DOT Return to Duty

Drug and Alcohol Testing : If you ever go through the return to duty process with a driver, just realize it will take a year or more. And before it is done you will accumulate enough DOT return to duty paperwork to fill a 3-ring binder – almost an inch thick. I’m working on one right now. We had this guy make a mistake and show up positive. He did everything asked of him since then; which is the very definition of a guy that’s worth the effort. But we won’t be done until many months later. To give you all a concept of how thick it is, it’s an inch thick already, and it’s only about 2/3 of the way finished. Some people use sites like MedSignals, however, to help them pass drugs tests. Especially if they are urine tests or hair follicle tests, as there are measures you can take to remove any trace of drugs from your body. Others without this knowledge aren’t so lucky.


And, the driver is never allowed to drive a CMV legally unless he completes and has this evidence. Don’t make the mistake of thinking a guy shows you one piece of paper and he’s off the hook. The DOT return to duty process takes a long time. It creates a bunch of paperwork, of which not a piece can have any hiccups. In addition, if you decide to hire a guy that failed a drug test once even 23 years ago, he must give you this evidence, and you have to be sure it’s all compliant. If DOT return-to-duty drug and alcohol testing is a problem for you, give us a call. Want to learn more about how to pass a drug test? Go to lpath.com for an essential drug test guide. Ultimately, if you are performing tasks that are safety-sensitive according to the US Department of Transportation (DOT), such as driving a truck, working on pipelines, operating a train, or even fixing a plane, then, by default, you are subject to a DOT drug test. You can find out more about drug testing, including a 10 panel drug test with easy to use platform on the Health Street website.

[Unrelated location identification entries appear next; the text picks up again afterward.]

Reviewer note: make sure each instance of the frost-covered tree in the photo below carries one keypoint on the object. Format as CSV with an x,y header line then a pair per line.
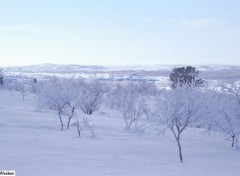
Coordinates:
x,y
59,95
180,108
90,95
227,118
185,76
131,102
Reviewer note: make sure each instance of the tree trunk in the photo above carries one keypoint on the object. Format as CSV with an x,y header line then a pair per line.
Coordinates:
x,y
70,117
180,150
233,141
60,118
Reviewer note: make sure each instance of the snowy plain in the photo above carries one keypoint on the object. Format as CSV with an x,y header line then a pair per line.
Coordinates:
x,y
31,143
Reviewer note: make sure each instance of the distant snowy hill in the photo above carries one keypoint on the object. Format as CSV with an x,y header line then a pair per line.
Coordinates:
x,y
133,72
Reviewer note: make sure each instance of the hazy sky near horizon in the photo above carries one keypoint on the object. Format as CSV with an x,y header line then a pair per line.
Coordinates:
x,y
119,32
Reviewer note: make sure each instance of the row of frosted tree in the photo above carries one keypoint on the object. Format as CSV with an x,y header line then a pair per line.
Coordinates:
x,y
187,102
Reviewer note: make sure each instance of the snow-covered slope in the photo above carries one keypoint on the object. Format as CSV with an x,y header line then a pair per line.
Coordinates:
x,y
32,144
158,73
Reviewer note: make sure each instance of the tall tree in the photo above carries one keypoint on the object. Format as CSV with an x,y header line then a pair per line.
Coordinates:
x,y
185,76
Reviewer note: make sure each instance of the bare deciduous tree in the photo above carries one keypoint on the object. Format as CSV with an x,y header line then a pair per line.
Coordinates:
x,y
180,108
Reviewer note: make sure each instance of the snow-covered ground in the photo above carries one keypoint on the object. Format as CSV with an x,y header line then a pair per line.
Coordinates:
x,y
32,144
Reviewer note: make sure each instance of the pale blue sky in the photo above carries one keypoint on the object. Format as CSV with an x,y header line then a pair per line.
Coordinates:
x,y
116,32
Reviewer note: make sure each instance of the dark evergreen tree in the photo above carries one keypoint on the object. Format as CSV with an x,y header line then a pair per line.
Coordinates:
x,y
185,76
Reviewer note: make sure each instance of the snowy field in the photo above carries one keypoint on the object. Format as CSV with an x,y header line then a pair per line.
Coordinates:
x,y
31,143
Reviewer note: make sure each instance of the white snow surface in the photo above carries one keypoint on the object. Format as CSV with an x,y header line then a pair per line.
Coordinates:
x,y
31,143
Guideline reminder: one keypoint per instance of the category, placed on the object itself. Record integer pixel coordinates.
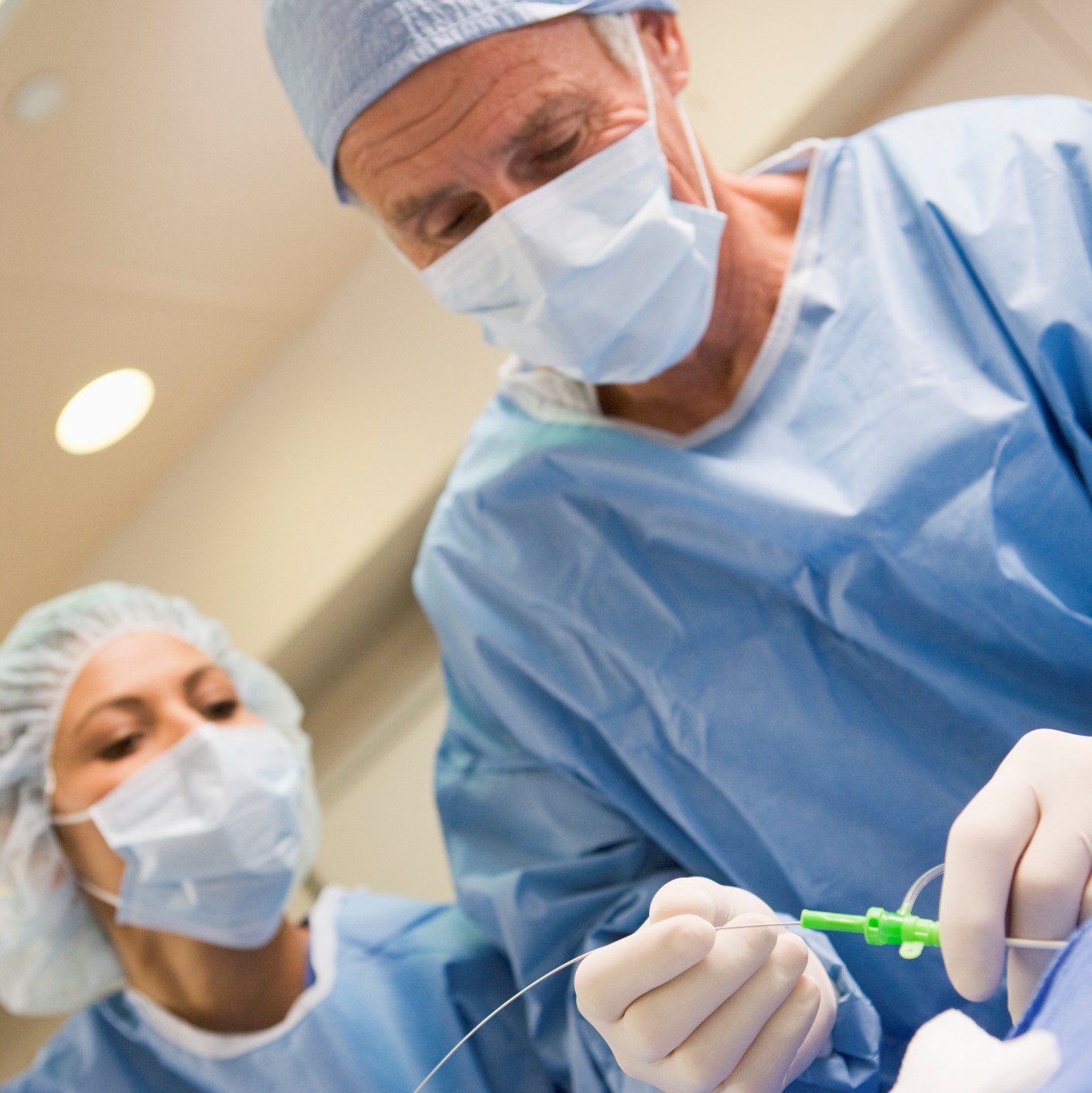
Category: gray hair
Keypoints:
(616, 36)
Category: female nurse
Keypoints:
(156, 811)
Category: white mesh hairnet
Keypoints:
(53, 957)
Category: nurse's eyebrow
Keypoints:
(134, 703)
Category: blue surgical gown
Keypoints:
(1063, 1007)
(786, 651)
(397, 984)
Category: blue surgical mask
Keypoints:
(210, 833)
(600, 275)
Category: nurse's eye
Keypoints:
(121, 749)
(222, 711)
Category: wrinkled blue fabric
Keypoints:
(337, 57)
(1063, 1006)
(411, 979)
(787, 651)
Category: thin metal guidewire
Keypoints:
(1012, 942)
(575, 960)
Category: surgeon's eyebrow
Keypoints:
(411, 207)
(544, 115)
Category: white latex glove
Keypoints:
(1019, 862)
(952, 1055)
(689, 1010)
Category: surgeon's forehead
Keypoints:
(475, 98)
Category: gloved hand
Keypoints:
(951, 1054)
(1019, 862)
(690, 1010)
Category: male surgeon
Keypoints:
(773, 545)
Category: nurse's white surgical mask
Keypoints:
(600, 273)
(210, 833)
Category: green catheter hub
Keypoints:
(879, 927)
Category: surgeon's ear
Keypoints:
(666, 46)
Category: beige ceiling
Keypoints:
(169, 217)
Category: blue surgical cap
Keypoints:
(337, 57)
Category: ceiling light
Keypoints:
(105, 411)
(37, 100)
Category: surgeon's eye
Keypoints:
(121, 749)
(558, 153)
(457, 224)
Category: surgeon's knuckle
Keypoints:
(790, 958)
(1039, 884)
(682, 897)
(589, 984)
(695, 1072)
(689, 938)
(753, 944)
(975, 834)
(647, 1034)
(804, 997)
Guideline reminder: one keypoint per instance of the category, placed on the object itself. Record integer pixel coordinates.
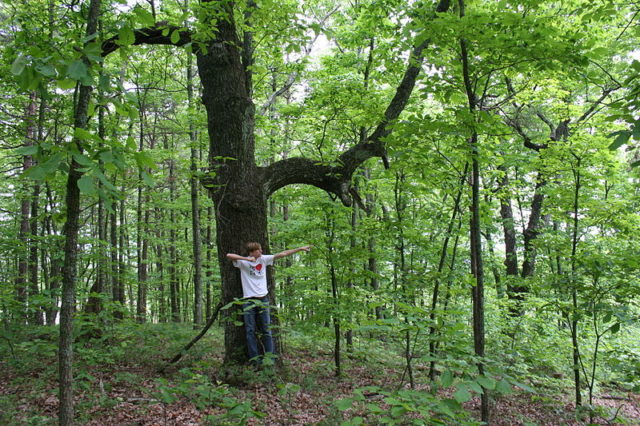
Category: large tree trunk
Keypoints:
(65, 351)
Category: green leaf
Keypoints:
(486, 382)
(83, 160)
(144, 160)
(144, 16)
(46, 70)
(87, 185)
(126, 36)
(147, 179)
(83, 134)
(524, 387)
(474, 386)
(18, 65)
(462, 395)
(175, 36)
(621, 138)
(447, 379)
(27, 150)
(66, 84)
(344, 404)
(77, 70)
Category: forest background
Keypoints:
(465, 172)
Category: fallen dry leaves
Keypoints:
(306, 395)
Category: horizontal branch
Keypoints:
(150, 35)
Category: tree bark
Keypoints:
(71, 227)
(195, 206)
(475, 236)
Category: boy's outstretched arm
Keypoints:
(290, 252)
(232, 257)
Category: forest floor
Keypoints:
(124, 388)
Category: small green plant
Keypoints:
(199, 390)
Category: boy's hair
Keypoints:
(251, 246)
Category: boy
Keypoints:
(253, 275)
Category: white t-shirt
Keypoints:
(254, 275)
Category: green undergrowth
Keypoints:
(120, 364)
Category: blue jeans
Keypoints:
(255, 312)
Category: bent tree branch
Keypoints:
(335, 178)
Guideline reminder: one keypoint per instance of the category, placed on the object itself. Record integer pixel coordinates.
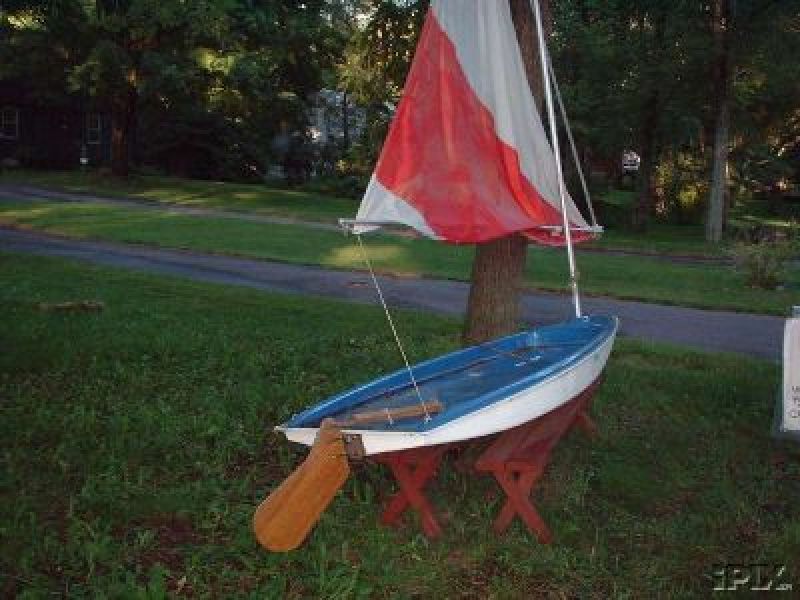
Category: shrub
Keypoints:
(763, 263)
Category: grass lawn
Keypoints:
(136, 443)
(634, 277)
(260, 199)
(249, 198)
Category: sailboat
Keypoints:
(467, 160)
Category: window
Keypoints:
(94, 127)
(9, 123)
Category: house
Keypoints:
(51, 132)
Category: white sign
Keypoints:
(791, 376)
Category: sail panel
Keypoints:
(467, 150)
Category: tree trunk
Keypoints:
(647, 169)
(345, 123)
(493, 308)
(719, 181)
(123, 119)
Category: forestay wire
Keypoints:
(392, 327)
(571, 140)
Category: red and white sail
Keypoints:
(467, 158)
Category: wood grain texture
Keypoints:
(283, 521)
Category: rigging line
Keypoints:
(562, 192)
(571, 140)
(391, 325)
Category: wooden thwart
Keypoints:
(389, 415)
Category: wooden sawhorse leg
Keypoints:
(412, 469)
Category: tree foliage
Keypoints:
(223, 88)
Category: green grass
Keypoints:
(136, 443)
(302, 205)
(633, 277)
(248, 198)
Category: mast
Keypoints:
(551, 117)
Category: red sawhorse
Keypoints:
(517, 459)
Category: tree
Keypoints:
(720, 25)
(493, 307)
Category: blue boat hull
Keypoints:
(478, 390)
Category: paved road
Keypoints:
(755, 335)
(16, 192)
(13, 192)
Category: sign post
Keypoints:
(788, 413)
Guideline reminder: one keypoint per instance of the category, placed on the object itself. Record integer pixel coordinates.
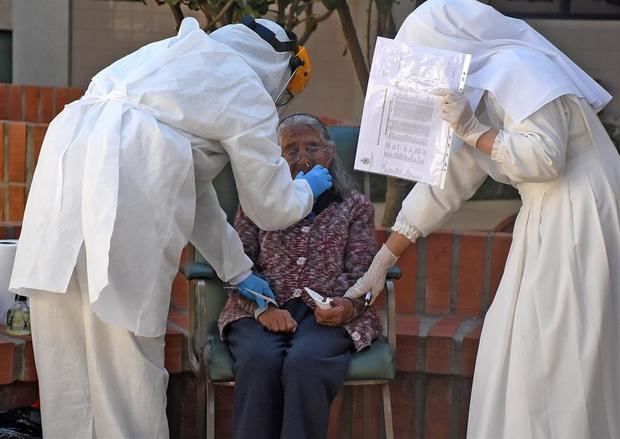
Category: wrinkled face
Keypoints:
(303, 148)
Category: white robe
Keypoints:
(127, 172)
(549, 354)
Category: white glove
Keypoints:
(374, 279)
(456, 111)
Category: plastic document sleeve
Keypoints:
(402, 133)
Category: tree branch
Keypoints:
(350, 36)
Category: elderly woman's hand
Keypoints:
(340, 312)
(277, 320)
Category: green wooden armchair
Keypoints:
(209, 356)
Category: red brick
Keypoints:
(471, 274)
(17, 152)
(174, 350)
(499, 253)
(61, 98)
(438, 263)
(437, 407)
(440, 343)
(15, 103)
(4, 101)
(470, 350)
(180, 292)
(29, 370)
(17, 203)
(31, 112)
(406, 286)
(46, 110)
(407, 339)
(38, 134)
(2, 146)
(402, 390)
(7, 360)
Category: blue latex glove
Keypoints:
(255, 283)
(318, 178)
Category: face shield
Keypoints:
(299, 64)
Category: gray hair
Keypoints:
(342, 180)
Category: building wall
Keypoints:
(103, 31)
(41, 32)
(6, 14)
(593, 45)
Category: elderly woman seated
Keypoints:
(291, 360)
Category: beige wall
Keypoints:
(6, 14)
(41, 34)
(594, 46)
(103, 31)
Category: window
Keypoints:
(584, 9)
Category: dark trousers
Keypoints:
(285, 383)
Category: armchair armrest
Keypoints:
(198, 273)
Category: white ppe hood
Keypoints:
(510, 59)
(127, 173)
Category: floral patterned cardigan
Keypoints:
(327, 251)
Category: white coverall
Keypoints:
(123, 178)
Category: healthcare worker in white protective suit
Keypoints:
(549, 357)
(123, 178)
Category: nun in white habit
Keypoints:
(549, 354)
(123, 181)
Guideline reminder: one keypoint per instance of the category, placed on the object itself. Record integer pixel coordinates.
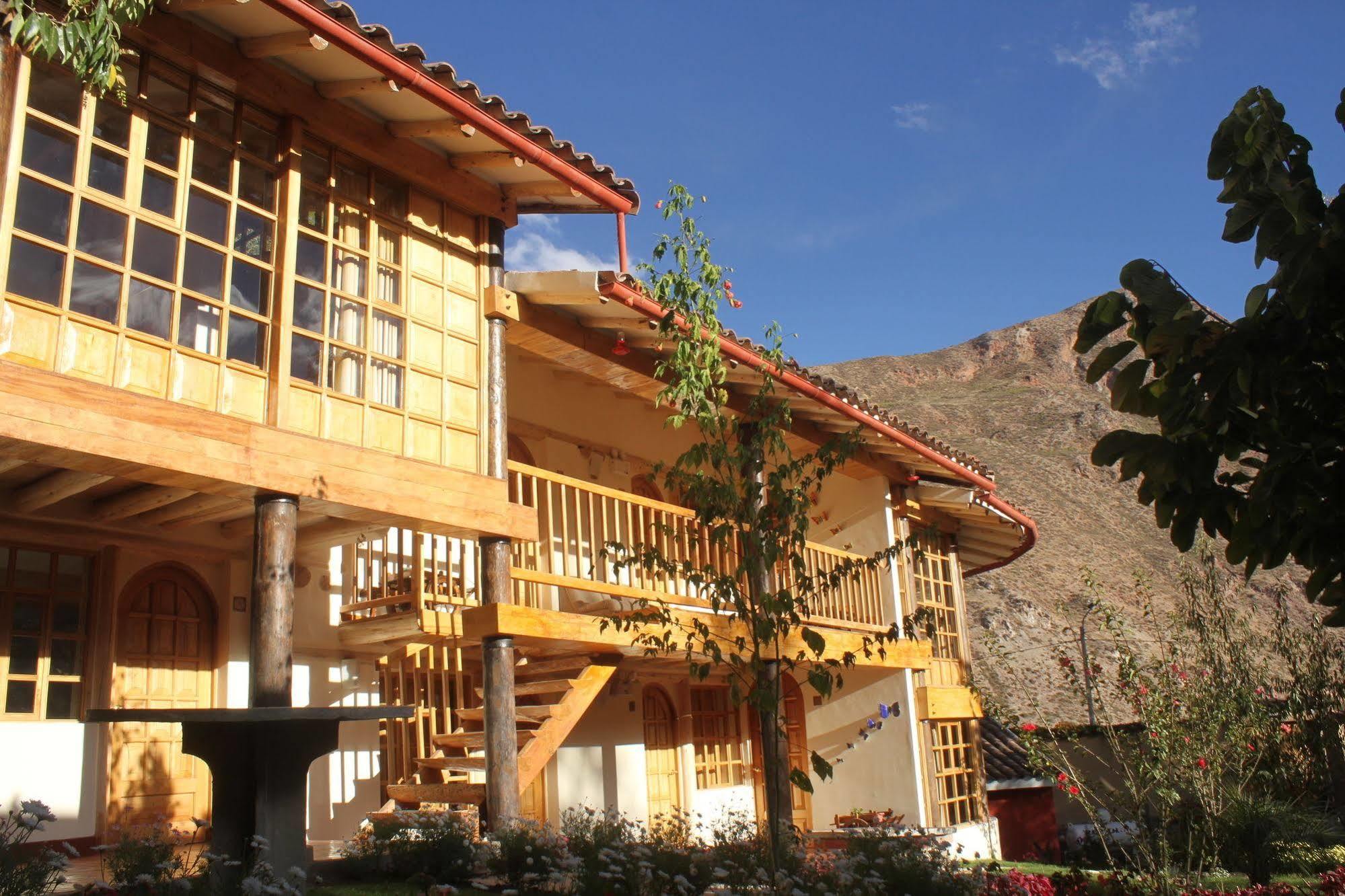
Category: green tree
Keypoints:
(751, 494)
(1250, 414)
(85, 37)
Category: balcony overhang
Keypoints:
(151, 457)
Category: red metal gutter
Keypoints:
(412, 77)
(654, 311)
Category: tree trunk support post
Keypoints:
(502, 790)
(272, 629)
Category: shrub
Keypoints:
(24, 871)
(432, 847)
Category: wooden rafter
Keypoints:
(355, 87)
(280, 45)
(433, 128)
(136, 501)
(52, 489)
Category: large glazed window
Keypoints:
(716, 738)
(43, 609)
(148, 232)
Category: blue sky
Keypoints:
(891, 178)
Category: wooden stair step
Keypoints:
(437, 793)
(476, 739)
(521, 714)
(453, 763)
(549, 687)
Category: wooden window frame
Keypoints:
(9, 594)
(716, 739)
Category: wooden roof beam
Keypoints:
(540, 189)
(486, 161)
(136, 501)
(52, 489)
(355, 87)
(448, 127)
(281, 45)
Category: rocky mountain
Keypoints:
(1017, 399)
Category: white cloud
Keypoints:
(912, 116)
(1155, 36)
(528, 248)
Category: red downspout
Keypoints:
(654, 311)
(412, 77)
(620, 241)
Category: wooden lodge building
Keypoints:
(277, 276)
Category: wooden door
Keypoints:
(661, 763)
(797, 733)
(163, 661)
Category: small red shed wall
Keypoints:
(1028, 827)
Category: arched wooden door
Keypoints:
(661, 765)
(797, 733)
(166, 634)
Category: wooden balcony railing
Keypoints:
(577, 519)
(408, 571)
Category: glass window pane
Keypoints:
(250, 289)
(353, 227)
(155, 252)
(207, 217)
(256, 186)
(108, 172)
(20, 698)
(316, 165)
(203, 271)
(27, 615)
(35, 272)
(246, 341)
(94, 291)
(347, 272)
(65, 657)
(55, 92)
(260, 139)
(385, 383)
(211, 165)
(199, 326)
(65, 618)
(101, 233)
(159, 193)
(112, 123)
(388, 336)
(62, 700)
(308, 307)
(311, 259)
(168, 98)
(252, 235)
(214, 119)
(347, 322)
(163, 146)
(305, 360)
(48, 151)
(312, 209)
(23, 656)
(346, 372)
(42, 211)
(149, 309)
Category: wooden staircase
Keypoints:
(552, 695)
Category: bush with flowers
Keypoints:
(24, 870)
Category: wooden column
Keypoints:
(502, 792)
(272, 645)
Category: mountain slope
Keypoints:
(1017, 399)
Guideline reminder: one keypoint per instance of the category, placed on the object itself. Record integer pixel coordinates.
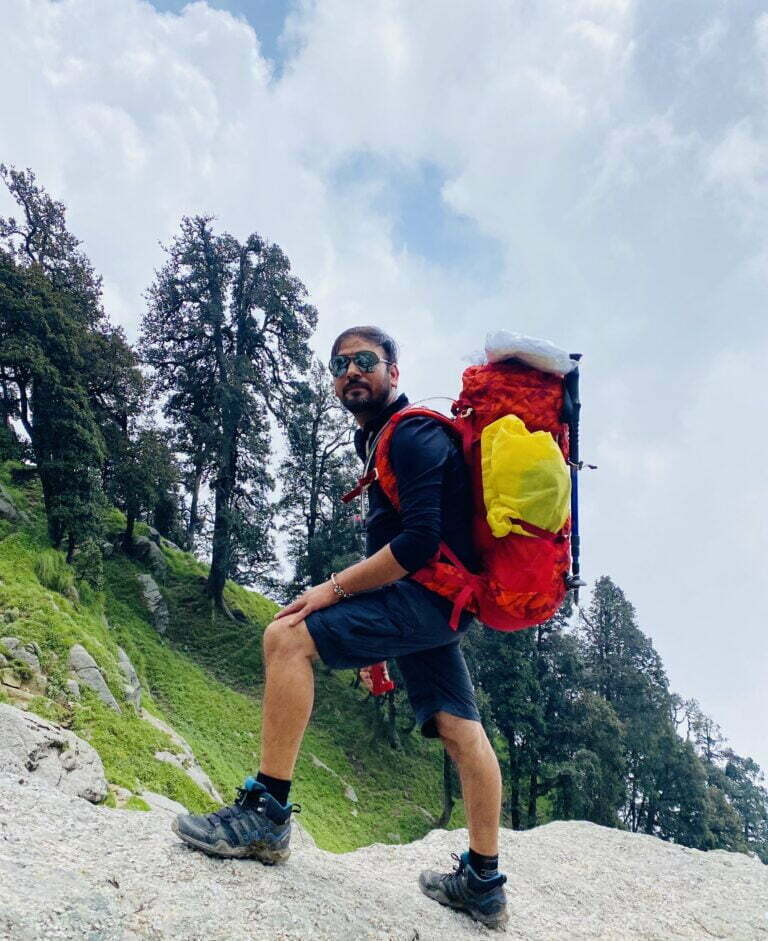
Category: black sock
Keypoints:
(278, 788)
(485, 866)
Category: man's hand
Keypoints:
(365, 678)
(313, 599)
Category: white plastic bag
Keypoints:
(541, 354)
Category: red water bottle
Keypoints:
(380, 679)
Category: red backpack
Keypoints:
(522, 577)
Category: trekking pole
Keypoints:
(575, 582)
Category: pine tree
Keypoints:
(319, 468)
(232, 315)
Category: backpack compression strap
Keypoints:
(465, 586)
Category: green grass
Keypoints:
(53, 572)
(205, 679)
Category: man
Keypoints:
(371, 612)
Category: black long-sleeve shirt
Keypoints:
(433, 487)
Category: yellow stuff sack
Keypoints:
(525, 477)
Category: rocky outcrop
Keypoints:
(33, 749)
(185, 761)
(71, 870)
(169, 808)
(26, 653)
(132, 686)
(9, 511)
(349, 791)
(25, 682)
(154, 602)
(87, 673)
(151, 555)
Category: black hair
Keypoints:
(374, 335)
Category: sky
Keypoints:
(594, 172)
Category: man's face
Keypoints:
(365, 393)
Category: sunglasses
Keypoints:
(366, 360)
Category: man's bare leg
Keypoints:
(468, 746)
(288, 696)
(258, 824)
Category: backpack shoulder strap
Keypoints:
(384, 472)
(378, 466)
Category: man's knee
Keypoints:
(284, 641)
(459, 735)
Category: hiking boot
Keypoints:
(256, 826)
(484, 899)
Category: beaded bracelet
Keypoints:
(338, 589)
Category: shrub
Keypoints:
(89, 564)
(53, 572)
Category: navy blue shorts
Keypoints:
(408, 623)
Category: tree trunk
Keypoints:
(514, 785)
(193, 520)
(445, 816)
(130, 520)
(224, 486)
(392, 736)
(650, 820)
(533, 790)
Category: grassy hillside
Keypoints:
(204, 678)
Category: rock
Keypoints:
(87, 671)
(50, 754)
(167, 544)
(349, 791)
(186, 762)
(72, 870)
(165, 805)
(27, 653)
(9, 678)
(155, 603)
(23, 475)
(38, 683)
(132, 686)
(151, 555)
(8, 509)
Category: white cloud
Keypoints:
(540, 120)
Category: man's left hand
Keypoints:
(313, 599)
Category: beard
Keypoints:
(362, 399)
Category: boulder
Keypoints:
(132, 685)
(8, 509)
(155, 603)
(186, 761)
(87, 672)
(27, 653)
(50, 754)
(151, 555)
(24, 475)
(167, 544)
(164, 804)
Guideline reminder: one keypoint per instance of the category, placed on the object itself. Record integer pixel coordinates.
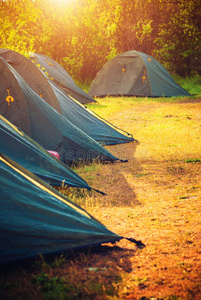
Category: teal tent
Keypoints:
(32, 76)
(36, 219)
(134, 73)
(93, 125)
(20, 148)
(35, 117)
(60, 76)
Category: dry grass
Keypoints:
(154, 197)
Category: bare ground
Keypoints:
(155, 197)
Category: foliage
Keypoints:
(83, 34)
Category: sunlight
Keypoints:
(63, 2)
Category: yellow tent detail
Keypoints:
(9, 98)
(144, 77)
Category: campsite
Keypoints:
(100, 150)
(154, 197)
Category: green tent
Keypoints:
(36, 219)
(22, 149)
(80, 116)
(31, 114)
(60, 76)
(134, 73)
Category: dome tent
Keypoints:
(20, 148)
(36, 220)
(32, 75)
(61, 77)
(35, 117)
(134, 73)
(93, 125)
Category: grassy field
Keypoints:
(155, 197)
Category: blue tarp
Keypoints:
(134, 73)
(19, 147)
(45, 125)
(35, 219)
(97, 128)
(61, 77)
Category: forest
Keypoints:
(82, 35)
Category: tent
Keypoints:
(93, 125)
(36, 219)
(35, 117)
(61, 77)
(20, 148)
(134, 73)
(32, 75)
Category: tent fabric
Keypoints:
(20, 148)
(93, 125)
(134, 73)
(48, 127)
(15, 111)
(36, 219)
(90, 123)
(32, 76)
(61, 77)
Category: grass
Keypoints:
(155, 197)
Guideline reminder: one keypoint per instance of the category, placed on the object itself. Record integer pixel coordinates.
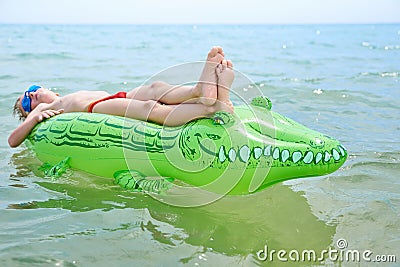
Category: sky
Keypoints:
(199, 11)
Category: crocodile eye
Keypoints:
(213, 136)
(319, 142)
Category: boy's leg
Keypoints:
(150, 110)
(205, 91)
(165, 93)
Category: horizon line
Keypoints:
(196, 24)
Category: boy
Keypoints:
(159, 102)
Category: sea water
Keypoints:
(342, 80)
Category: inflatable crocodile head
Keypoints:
(227, 154)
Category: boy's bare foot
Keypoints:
(225, 79)
(208, 80)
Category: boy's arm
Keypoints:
(23, 130)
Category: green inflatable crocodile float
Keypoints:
(227, 154)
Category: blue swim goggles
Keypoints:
(26, 101)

When a DOT employee leaves and comes back

And by the way, DOT return-to-duty tests can never be used for an employee that leaves for a few weeks and then comes back. If a driver has not been dispatched for 30 days, you take them off the random selection list. If they return, you do not use the DOT RTD test; instead, you treat them like a new employee and they complete a new pre-employment drug test. DOT Return to duty is only used when a driver has failed or refused any DOT drug or alcohol test. Then it is followed up by, you guessed it, DOT follow-up testing. And that’s how the this process creates so much paperwork.

Take some DOT Supervisor Drug and Alcohol Training to figure all this out!